Performing Musician & Teaching Artist
With over 40 years of experience as a teacher of Dalcroze Eurhythmics and a lifelong performer of chamber music, Terry Boyarsky specializes in integrating music and movement into the curriculum. In her unique, multifaceted approach, Terry evokes deep listening and playful experimentation. Students work together to understand the components of rhythm and sound, develop attention, improve coordination, and challenge the mind.
In 1998, Terry earned a M.A. in Ethnomusicology from Kent State University and has been listed in “Who’s Who” since 2000. Two of her recent articles are “A Round is a Circle (a practical meditation on the learning resonance of circles, rounds and music)” published in Teaching Artist Journal, and “Dalcroze Eurhythmics and the Quick Reaction Exercises” published in the Orff Echo.
Terry is a frequent presenter at national conferences and is a teaching artist with the Kennedy Center’s Ohio State-Based Collaborative Initiative. She sings in the Cleveland Orchestra Blossom Festival Chorus and Choral Arts Society. She spent almost two decades with the Center for Arts-Inspired Learning, and is currently a Teaching Artist with the Ohio Arts Council.
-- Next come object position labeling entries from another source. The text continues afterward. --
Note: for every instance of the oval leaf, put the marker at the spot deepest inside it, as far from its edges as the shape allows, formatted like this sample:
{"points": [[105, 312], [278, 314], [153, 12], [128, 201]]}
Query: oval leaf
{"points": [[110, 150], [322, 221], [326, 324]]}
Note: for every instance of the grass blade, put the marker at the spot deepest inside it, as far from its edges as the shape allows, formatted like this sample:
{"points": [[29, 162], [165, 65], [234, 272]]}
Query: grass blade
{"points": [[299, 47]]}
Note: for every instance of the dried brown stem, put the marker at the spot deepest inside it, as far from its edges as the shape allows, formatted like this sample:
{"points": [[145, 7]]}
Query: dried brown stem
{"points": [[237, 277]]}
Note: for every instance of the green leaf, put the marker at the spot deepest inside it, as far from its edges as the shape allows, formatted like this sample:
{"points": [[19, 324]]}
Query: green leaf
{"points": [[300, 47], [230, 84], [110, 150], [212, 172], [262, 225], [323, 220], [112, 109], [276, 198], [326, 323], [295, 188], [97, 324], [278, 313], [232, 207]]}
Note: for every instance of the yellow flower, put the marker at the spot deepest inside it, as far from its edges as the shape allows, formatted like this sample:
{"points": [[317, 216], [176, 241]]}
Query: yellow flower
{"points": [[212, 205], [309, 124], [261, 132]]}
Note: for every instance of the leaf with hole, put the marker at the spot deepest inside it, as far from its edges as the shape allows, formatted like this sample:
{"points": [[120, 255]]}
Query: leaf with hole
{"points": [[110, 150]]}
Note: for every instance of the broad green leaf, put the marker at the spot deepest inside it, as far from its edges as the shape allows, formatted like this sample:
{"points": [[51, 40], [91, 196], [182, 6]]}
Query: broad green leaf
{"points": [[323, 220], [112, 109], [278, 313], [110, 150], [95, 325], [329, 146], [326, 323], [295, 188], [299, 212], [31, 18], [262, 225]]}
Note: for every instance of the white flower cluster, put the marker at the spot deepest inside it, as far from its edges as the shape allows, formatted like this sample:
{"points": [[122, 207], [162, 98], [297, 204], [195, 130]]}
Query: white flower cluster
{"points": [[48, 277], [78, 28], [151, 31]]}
She performs throughout North America as Russian Duo with Siberian balalaika virtuoso Oleg Kruglyakov.
In November 2014, Terry collaborated with Taipei puppeteer Mi-Chen Chiu and Cleveland-based dancer Tom Evert, to create “Young Dreams – Life in 3 Parts,” an intimate work of puppetry, dance, and music sponsored by Cleveland Foundation’s Creative Fusion Program.
In August 2015, Terry collaborated with Iyanifa Fasi Irunsewe and Afi Odelia Scruggs to create “Straight Outta’ Beethoven” – a classical and Afro-Cuban Jazz fusion, for “One Heart Connects Us All” festival.
Teaching Artist Philosophy:
I believe that the key to living a full and beautiful life comes from learning to listen – to oneself and others, to sound and silence, with ears, body and heart. I believe that the best way to learn is to engage actively, joyfully, and creatively with the subject matter.
My classroom techniques are drawn from Dalcroze Eurhythmics, where experience comes first; analysis, notation, and discussion come later. I look for precision in rhythmic movement and use of the voice. Quick reaction exercises challenge the student and function as diagnostic tool.
The raw materials for exploration are rhythm, body percussion, song, chant, locomotor movement and axial movement. Games are structured so everyone must listen, take turns, share time and space, be leader and follower.
I hope that my students will experience a relationship between silence and stillness. I want them to feel that every sound has a corresponding movement and every movement has a corresponding sound.
The study of music and movement encourages a dynamic encounter between student and materials. It becomes something to participate in, learn a vocabulary for, and express oneself through.